Cuando Henry ofrece refugio a una mujer sin hogar, no espera mucho, solo un discreto acto de bondad. Pero dos días después, su garaje se transforma, y Dorothy ya no es lo que parecía. A medida que su trágico pasado se desvela, Henry se da cuenta de que no se trata solo de salvarla. Se trata de salvarlos a ambos.
Nunca pensé que acabaría compartiendo mi casa con un desconocido, y mucho menos con alguien a quien encontré acurrucado bajo una farola parpadeante bajo la lluvia torrencial. Pero eso fue exactamente lo que pasó. Me llamo Henry. Tengo treinta años y he vivido solo en la casa de mi infancia desde que mi madre falleció el año pasado. Mi padre se fue cuando yo era niño, así que siempre habíamos estado solos ella y yo. Tras su muerte, la casa se convirtió en una cámara de resonancia.
Demasiado silenciosa. Demasiado grande. Demasiado… vacía. Me mantuve ocupado con el trabajo, mi novia, Sandra (aún no vivíamos juntos), y, en cierto modo, simplemente… existiendo. Necesitaba más. Algo que me recordaba que estaba viva. Entonces, una noche lluviosa, la vi. Estaba sentada encorvada en la acera bajo una farola moribunda, empapada, inmóvil. Era mayor, quizá de unos cincuenta o sesenta años, pero algo en ella parecía extraño. No rogaba. No miraba a su alrededor con desesperación. Simplemente estaba allí sentada. Inmóvil. Contenida. Como si perteneciera a la lluvia misma.

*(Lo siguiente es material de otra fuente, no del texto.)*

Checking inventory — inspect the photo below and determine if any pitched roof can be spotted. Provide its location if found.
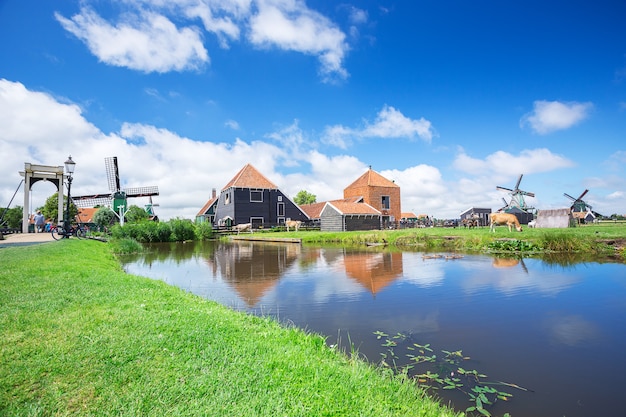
[346,168,399,189]
[299,196,363,219]
[196,197,218,216]
[326,200,380,214]
[300,201,326,219]
[222,164,278,190]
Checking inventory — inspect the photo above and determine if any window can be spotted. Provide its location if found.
[380,195,389,210]
[250,190,263,203]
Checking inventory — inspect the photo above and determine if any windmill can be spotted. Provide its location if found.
[563,190,593,212]
[72,156,159,225]
[496,174,535,213]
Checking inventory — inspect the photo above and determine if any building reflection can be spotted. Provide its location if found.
[213,242,301,307]
[343,252,403,295]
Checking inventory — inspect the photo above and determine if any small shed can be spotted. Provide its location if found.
[572,210,596,224]
[460,207,491,226]
[535,208,574,228]
[320,200,382,232]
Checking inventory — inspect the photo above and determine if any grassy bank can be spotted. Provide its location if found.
[260,224,626,260]
[0,240,456,417]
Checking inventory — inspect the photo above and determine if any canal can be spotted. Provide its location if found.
[122,242,626,417]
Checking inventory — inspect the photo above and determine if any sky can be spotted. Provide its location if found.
[0,0,626,220]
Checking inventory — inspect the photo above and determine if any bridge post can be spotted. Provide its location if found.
[20,162,64,233]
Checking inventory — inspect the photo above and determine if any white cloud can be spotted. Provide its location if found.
[55,0,348,81]
[224,120,240,130]
[361,105,433,143]
[249,0,348,81]
[453,148,574,177]
[0,79,624,219]
[322,105,435,149]
[520,100,593,135]
[55,8,209,72]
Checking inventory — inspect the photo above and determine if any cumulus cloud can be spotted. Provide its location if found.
[55,0,348,81]
[322,105,435,148]
[520,100,593,135]
[55,8,209,73]
[453,148,574,176]
[249,0,348,81]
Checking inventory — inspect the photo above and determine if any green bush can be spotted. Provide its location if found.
[109,238,143,255]
[169,218,196,242]
[196,222,213,240]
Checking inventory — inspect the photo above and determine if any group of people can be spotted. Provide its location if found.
[33,210,52,233]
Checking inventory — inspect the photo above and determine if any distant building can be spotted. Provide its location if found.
[460,207,491,226]
[343,167,402,229]
[214,164,309,228]
[535,208,574,229]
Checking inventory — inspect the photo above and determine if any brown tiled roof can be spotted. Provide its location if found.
[327,200,380,214]
[300,201,326,219]
[223,164,278,190]
[346,168,399,189]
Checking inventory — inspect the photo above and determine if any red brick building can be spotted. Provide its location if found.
[343,167,402,228]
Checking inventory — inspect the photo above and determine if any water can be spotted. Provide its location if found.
[119,242,626,417]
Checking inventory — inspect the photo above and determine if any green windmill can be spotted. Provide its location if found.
[72,156,159,225]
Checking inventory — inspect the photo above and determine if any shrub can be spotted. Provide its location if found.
[196,222,213,240]
[169,219,196,242]
[109,238,143,255]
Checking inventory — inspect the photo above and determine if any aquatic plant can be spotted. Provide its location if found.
[374,331,529,417]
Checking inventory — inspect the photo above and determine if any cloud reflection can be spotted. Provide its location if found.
[544,313,601,346]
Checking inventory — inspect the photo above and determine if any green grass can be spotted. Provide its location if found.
[0,239,461,417]
[257,223,626,260]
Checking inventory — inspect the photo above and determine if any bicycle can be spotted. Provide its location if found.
[50,225,87,240]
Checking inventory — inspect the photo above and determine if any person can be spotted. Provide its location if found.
[35,210,46,233]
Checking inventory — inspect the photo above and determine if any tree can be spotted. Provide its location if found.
[0,206,24,229]
[39,193,78,223]
[124,205,150,223]
[293,190,317,205]
[93,207,115,228]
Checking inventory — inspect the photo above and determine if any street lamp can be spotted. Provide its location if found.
[63,155,76,237]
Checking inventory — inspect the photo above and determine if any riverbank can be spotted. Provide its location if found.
[0,239,460,417]
[255,223,626,261]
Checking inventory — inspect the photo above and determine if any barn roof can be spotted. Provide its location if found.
[326,200,380,214]
[196,196,218,216]
[300,196,363,219]
[222,164,278,191]
[300,201,326,219]
[346,168,400,189]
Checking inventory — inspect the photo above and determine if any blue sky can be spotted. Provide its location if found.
[0,0,626,219]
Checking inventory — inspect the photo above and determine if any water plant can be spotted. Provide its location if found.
[374,331,529,417]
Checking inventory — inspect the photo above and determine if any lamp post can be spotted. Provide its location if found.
[63,155,76,238]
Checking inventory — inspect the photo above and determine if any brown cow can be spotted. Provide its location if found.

Debería haber seguido caminando hacia mi coche. Debería haberlo hecho… pero no lo hice. Algo en su presencia me inquietaba. ¿Cómo se sentía tan bien estando bajo la lluvia? “Oye”, grité. “¿Por qué no buscas refugio en algún lugar?” Volvió la cabeza lentamente hacia mí. Su rostro estaba surcado por la tristeza, pero sus ojos eran brillantes y penetrantes. Inteligentes. Amables. Me recordaron a mi madre, y supe entonces que volvería a casa conmigo. “Estoy cansada de ir de refugio en refugio”, dijo con voz tranquila pero firme.
“Es inútil, hijo”. Sin siquiera pensarlo, le solté: “¡Puedes quedarte en mi garaje!”. Parpadeó, frunciendo el ceño ligeramente. “¿Tu garaje?”. Asentí. “Es mejor de lo que parece”, dije. “Tiene una pequeña habitación dentro. Vieja, pero habitable. Hay un baño, una cama, agua corriente. Está desordenado porque no he estado allí en un año. La cuidadora de mi madre se quedaba allí a veces. Lo limpiaré este fin de semana, lo prometo”.
Sus labios se entreabrieron ligeramente, como si no pudiera creer lo que acababa de oír. Soltó una risa corta y entrecortada. “Bueno”, murmuró. “No tengo nada que perder. De acuerdo. Iré. Soy Dorothy”. “Soy Henry. Acabo de comprar comida”, dije. “Ven, estoy aparcado a la vuelta de la esquina”. Y así, sin más, traje a una desconocida a casa. A la mañana siguiente, dejé que Dorothy durmiera hasta tarde.
Anoche, cuando llegamos, le llevé unas mantas, le di la mitad de la comida para llevar que había comprado y algunos bocadillos. Cerré la puerta de la casa principal y conduje hasta el apartamento de Sandra. No la había visto en toda la semana y solo quería estar con ella. También quería contarle sobre Dorothy antes de que volviera a casa y se topara con la anciana.